Dejemos a un lado las especulaciones sobre qué motivos impulsan al filósofo escénico a su azogada condición, sea el ansia de notoriedad, la apetencia de lucro o ese cor irrequietum al que invocaba san Agustín. Los motivos de los humanos son siempre previsibles y rara vez nobles, lo que no excluye que algún efecto imprevisiblemente noble pueda derivarse de ellos en su función pública: ¿necesitaré recordarle el apólogo apicultor de Mandeville a un doctor por Cambridge? En cualquier caso, su actividad es heredera de gente no menos ubicua y notoria, aunque sin duda más distinguida, como Voltaire, Bertrand Russell o Sartre. Y antes -por qué renegar de este precedente ilustre-, los sofistas griegos, que tuvieron el no pequeño mérito de inspirar en su contra hostilidades fecundas. Aunque, también hay que decirlo, no basta denunciar al sofista para convertirse automáticamente en Platón. Frente a la filosofia como contemplación y recogimiento (en el doble sentido de apartarse y de acumular materiales), suponen factible una cierta filosofia de intervención, no perenne, sino urgente, que sale al paso en lugar de pasar olímpicamente. Actitud que tiene obvios vicios y patentes defectos, pero quizá no más que cualquier otra. ¿Acaso rehuír la escena garantiza honradez intelectual, perspicacia inquisitiva, hondura y altura de pensamiento, etcétera? El profesor Pérez-Ramos, que denuncia con tan cauta e imprecisa generalidad las naderías de los escénicos, conocerá también naderías de 500 páginas y con otras 500 de bibliografía, naderías expelidas en el seguro refugio del aula universitaria, naderías que pasan al galope por las cabezas de quienes se cuidan de no decir nada.

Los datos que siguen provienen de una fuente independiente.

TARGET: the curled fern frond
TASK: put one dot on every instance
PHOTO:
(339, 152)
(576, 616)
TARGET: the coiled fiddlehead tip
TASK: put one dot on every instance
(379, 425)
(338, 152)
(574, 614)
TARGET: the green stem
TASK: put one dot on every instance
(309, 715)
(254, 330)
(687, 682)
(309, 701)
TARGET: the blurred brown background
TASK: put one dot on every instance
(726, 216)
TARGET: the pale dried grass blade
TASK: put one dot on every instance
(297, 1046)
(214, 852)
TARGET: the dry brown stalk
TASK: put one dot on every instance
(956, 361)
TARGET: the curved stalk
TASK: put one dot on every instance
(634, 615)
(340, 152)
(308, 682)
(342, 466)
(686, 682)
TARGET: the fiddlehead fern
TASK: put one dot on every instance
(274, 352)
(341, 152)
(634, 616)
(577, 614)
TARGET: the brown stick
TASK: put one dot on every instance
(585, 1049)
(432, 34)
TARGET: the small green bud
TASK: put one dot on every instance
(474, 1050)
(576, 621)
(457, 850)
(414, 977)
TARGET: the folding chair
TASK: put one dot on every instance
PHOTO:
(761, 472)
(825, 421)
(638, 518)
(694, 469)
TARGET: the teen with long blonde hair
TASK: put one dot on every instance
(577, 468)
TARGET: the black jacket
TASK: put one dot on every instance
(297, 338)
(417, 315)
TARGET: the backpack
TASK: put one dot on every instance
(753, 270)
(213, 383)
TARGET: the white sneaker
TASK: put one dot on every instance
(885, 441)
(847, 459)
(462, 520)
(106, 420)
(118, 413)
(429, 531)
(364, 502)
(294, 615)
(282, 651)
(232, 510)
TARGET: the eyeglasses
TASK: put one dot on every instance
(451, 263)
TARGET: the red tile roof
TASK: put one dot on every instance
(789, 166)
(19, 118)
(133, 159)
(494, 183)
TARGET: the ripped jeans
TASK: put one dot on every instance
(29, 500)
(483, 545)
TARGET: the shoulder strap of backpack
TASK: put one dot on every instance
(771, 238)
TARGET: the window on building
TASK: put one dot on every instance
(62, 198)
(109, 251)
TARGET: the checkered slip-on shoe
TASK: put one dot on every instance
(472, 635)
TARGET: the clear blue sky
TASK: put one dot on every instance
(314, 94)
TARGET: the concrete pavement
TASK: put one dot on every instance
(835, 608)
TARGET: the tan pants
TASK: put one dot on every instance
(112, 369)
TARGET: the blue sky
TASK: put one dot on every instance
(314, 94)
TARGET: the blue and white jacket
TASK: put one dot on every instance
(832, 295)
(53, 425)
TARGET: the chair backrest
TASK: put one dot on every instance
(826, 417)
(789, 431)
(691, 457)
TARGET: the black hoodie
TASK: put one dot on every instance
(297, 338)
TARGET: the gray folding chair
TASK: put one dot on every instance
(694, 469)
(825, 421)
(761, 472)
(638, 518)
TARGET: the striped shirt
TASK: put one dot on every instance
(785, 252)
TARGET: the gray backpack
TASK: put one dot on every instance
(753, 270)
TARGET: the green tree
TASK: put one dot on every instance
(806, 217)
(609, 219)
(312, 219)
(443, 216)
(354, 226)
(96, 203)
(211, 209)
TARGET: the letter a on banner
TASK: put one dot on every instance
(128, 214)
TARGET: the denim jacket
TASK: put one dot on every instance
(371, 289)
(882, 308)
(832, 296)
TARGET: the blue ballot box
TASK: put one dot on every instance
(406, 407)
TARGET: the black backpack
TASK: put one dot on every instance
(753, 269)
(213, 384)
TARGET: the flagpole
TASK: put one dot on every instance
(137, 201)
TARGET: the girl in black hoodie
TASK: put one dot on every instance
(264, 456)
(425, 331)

Digamos que unos escénicos nadean y otros no tanto, o que cada escénico nadea en unas ocasiones y en otras algo menos: descripción que conviene a bastante gente además de ellos. Pero al menos intentan aproximar lo que se ha pensado y lo que puede pensarse, la tradición de las razones (que no es simplemente el majestuoso decurso de la razón con mayúscula), a quienes tienen el profano vicio de asistir a actos culturales, o escuchar la radio, o buscar en la televisión ocasionales destellos reflexivos. ¿Acaso deberían condenar a esos ciudadanos de cuyas decisiones, a fin de cuentas, depende el ordenamiento político de la comunidad a no tener más alternativa que el Un, dos, tres o la Fenomenología- del espíritu? ¿Facilitarían más el diálogo razonable generalizado negándose a comparecer allá donde el resto de sus semejantes ponen su atención y su curiosidad? ¿Deberían renunciar a colaborar con lo que saben y, sobre todo, con lo que saben que ignoran a que el espacio público de la comunicación. salga de su beata especialización en desfiles, coros y danzas? No digo que cumplan bien esta tarea ni que la desempeñen por razones mejores que la vanidad o el afán de lucro: lo que digo, hasta oír mejores argumentos de Pérez-Ramos, es que veo más utilidad social que daño en su exhibicionismo. Porque, vamos a ver, ¿a quién impide el filósofo escénico llevar a cabo su obra despaciosa y erudita?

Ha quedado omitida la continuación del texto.